With recent polls in battleground states showing Trump running ahead of this point in 2016, and with Republicans trying to destroy our democratic institutions to rig the election, we cannot be complacent about 2020. If you’re still committed to helping the better (non-fascist) ticket, thanks for being a patriot. But we also need to work toward solving the systemic problems that created our current dilemma, and the most promising reform is Ranked-Choice Voting.
How Ranked-Choice Voting Could Improve Our Elections
Shouldn’t a candidate have to win support from a majority of voters to actually win, rather than simply attacking and dividing opponents in order to scrape by with a plurality? Our current system incentivizes bizarre strategies in which one party tries to siphon votes from its main opponent by helping doomed alternatives, such as Republican attempts to push left-leaning voters toward the Green Party or to help Kanye get his name on ballots in order to pull votes from Democrats.
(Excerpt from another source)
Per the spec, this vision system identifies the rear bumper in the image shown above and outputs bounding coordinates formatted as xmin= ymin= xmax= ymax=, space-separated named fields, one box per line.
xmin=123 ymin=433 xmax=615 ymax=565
This puts third parties in an even trickier position, like when the Libertarian Party’s vice presidential candidate asked his supporters in swing states to vote for Hillary instead of himself in attempt to stop 2016’s most anti-liberty candidate.
If third party supporters like Greens, Libertarians, or Socialists truly cared about advancing their agendas or growing large enough to compete, they would be organizing to pass Ranked-Choice Voting and build parties with wins at local levels, rather than serving as sacrificial spoilers with long-shot presidential bids.
With Ranked-Choice Voting, a form of Instant-Runoff Elections, candidates are forced to make more positive arguments for themselves and be more transparent about their positions relative to other candidates because even if they can’t be their opponents’ first choice, they at least want to be the second choice in order to inherit votes from candidates who aren’t viable.
By improving our options and removing the spoiler effect, Ranked-Choice Voting empowers us to vote based on our values without wasting our ballots and without inadvertently helping our least favorite candidate. Democratizing our elections with more choices would encourage higher voter turnout and increase representation for women and minorities. So rather than simply throwing away our shot, can we unite to save our democracy from Trump now and improve our options with Ranked-Choice Voting in the future?